如果你可以使用你想要的任何工具，可以通过良好的光谱去相关变换（KLT用于有损压缩和RKLT用于无损压缩）获得接近最佳编码性能 - 请参阅http://gici.uab.cat/GiciWebPage/downloads.php#spectral以获得JAVA实现这些转换）然后是一个很好的压缩算法，如JPEG2000。另一方面，这种方法实现起来有点复杂，并且由于KLT / RKLT变换而变慢。

其他更简单的方法是简单地使用JPEG2000和DWT进行光谱去相关。例如，如果您使用Kakadu实现（kakadusoftware.com），则只需在压缩时使用适当的参数。

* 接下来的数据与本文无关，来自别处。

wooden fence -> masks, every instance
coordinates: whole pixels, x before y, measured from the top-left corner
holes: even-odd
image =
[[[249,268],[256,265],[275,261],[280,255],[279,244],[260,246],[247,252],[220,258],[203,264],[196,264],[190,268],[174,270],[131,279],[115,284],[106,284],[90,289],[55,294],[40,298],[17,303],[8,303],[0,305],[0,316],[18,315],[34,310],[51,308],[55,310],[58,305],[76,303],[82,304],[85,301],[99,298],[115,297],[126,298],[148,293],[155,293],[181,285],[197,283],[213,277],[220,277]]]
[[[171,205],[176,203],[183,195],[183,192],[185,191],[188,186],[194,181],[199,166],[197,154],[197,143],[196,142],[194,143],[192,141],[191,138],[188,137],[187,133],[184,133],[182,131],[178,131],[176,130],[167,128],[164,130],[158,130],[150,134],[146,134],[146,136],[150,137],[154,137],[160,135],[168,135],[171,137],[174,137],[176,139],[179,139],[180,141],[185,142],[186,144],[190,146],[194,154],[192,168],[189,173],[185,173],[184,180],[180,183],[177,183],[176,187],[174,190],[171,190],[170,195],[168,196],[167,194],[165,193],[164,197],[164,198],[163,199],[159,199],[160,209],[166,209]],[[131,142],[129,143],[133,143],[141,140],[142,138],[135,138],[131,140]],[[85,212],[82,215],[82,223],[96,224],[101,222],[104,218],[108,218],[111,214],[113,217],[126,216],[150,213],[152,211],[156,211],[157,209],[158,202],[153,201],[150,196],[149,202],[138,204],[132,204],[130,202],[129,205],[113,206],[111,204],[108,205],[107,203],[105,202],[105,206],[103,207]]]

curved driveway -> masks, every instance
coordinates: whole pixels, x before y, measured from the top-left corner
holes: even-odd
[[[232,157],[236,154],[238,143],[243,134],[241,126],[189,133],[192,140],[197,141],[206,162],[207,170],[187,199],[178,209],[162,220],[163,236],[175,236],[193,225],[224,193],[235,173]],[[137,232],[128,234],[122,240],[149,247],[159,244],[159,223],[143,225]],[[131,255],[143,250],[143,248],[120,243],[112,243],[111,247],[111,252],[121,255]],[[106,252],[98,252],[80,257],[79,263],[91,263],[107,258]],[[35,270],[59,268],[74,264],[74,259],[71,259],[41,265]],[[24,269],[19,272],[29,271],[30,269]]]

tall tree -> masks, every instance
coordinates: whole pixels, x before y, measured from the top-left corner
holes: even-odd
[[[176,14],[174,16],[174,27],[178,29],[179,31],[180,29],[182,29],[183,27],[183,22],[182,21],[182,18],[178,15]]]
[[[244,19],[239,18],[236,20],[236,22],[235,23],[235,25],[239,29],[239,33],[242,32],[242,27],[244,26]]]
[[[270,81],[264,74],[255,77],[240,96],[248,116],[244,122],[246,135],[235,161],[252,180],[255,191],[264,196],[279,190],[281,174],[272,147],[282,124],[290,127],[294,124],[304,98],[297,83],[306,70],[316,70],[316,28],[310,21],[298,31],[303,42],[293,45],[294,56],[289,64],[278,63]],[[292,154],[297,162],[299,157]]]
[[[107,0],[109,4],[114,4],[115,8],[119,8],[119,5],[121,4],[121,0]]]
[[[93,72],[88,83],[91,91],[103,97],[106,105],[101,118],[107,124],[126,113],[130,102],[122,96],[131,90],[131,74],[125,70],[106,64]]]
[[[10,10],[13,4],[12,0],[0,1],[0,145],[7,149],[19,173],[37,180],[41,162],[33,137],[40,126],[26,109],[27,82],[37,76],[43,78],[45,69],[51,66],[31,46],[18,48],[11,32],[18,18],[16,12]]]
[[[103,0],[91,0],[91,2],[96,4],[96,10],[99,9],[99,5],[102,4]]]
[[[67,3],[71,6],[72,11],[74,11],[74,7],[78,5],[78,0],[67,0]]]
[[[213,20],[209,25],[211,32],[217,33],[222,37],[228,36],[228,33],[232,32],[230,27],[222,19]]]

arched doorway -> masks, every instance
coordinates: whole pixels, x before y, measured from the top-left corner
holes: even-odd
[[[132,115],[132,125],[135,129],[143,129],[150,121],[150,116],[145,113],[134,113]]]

这里有一个从http://kakadusoftware.com/wp-content/uploads/2014/06/Usage_Examples.txt，

中提取的示例调用

Ai) kdu_compress -i catscan.rawl*35@524288 -o catscan.jpx -jpx_layers *
             -jpx_space sLUM Creversible=yes Sdims={512,512} Clayers=16
             Mcomponents=35  Msigned=no  Mprecision=12
             Sprecision=12,12,12,12,12,13  Ssigned=no,no,no,no,no,yes
             Mvector_size:I4=35 Mvector_coeffs:I4=2048
             Mstage_inputs:I25={0,34}  Mstage_outputs:I25={0,34}
             Mstage_collections:I25={35,35}
             Mstage_xforms:I25={DWT,1,4,3,0}
             Mnum_stages=1  Mstages=25
-- Compresses a medical volume consisting of 35 slices, each 512x512,
   represented in raw little-endian format with 12-bits per sample,
   packed into 2 bytes per sample.  This example follows example (x)
   above, but adds a multi-component transform, which is implemented
   using a 3 level DWT, based on the 5/3 reversible kernel (the kernel-id
   is 1, which is found in the second field of the `Mstage_xforms' record.

-- To decode the above parameter attributes, note that:

   a) There is only one multi-component transform stage, whose instance

      index is 25 (this is the I25 suffix found on the descriptive

      attributes for this stage).  The value 25 is entirely  arbitrary.  I

      picked it to make things interesting.  There can, in general, be

      any number of transform stages.

   b) The single transform stage consists of only one transform block,

      defined by the `Mstage_xforms:I25' attribute -- there can be

      any number of transform blocks, in general.

   c) This block takes 35 input components and produces 35 output

      components, as indicated by the `Mstage_collections:I25' attribute.

   d) The stage inputs and stage outputs are not permuted in this example;

      they are enumerated as 0-34 in each case, as given by the

      `Mstage_inputs:I25' and `Mstage_outputs:I25' attributes.

   e) The transform block itself is implemented using a DWT, whose kernel

      ID is 1 (this is the Part-1 5/3 reversible DWT kernel).  Block

      outputs are added to the offset vector whose instance index is 4

      (as given by `Mvector_size:I4' and `Mvector_coeffs:I4') and the

      DWT has 3 levels.  The final field in the `Mstage_xforms' record

      is set to 0, meaning that the canvas origin for the multi-component

      DWT is to be taken as 0.

   f) Since a multi-component transform is being used, the precision

      and signed/unsigned properties of the final decompressed (or

      original compressed) image components are given by `Mprecision'

      and `Msigned', while their number is given by `Mcomponents'.

   g) The `Sprecision' and `Ssigned' attributes record the precision

      and signed/unsigned characteristics of what we call the codestream

      components -- i.e., the components which are obtained by block

      decoding and spatial inverse wavelet transformation.  In this

      case, the first 5 are low-pass subband components, at the bottom

      of the DWT tree; the next 4 are high-pass subband components

      from level 3; then come 9 high-pass components from level 2 of

      the DWT; and finally the 17 high-pass components belonging to

      the first DWT level.  DWT normalization conventions for both

      reversible and irreversible multi-component transforms dictate

      that all high-pass subbands have a passband gain of 2, while

      low-pass subbands have a passband gain of 1.  This is why all

      but the first 5 `Sprecision' values have an extra bit -- remember

      that missing entries in the `Sprecision' and `Ssigned' arrays

      are obtained by replicating the last supplied value.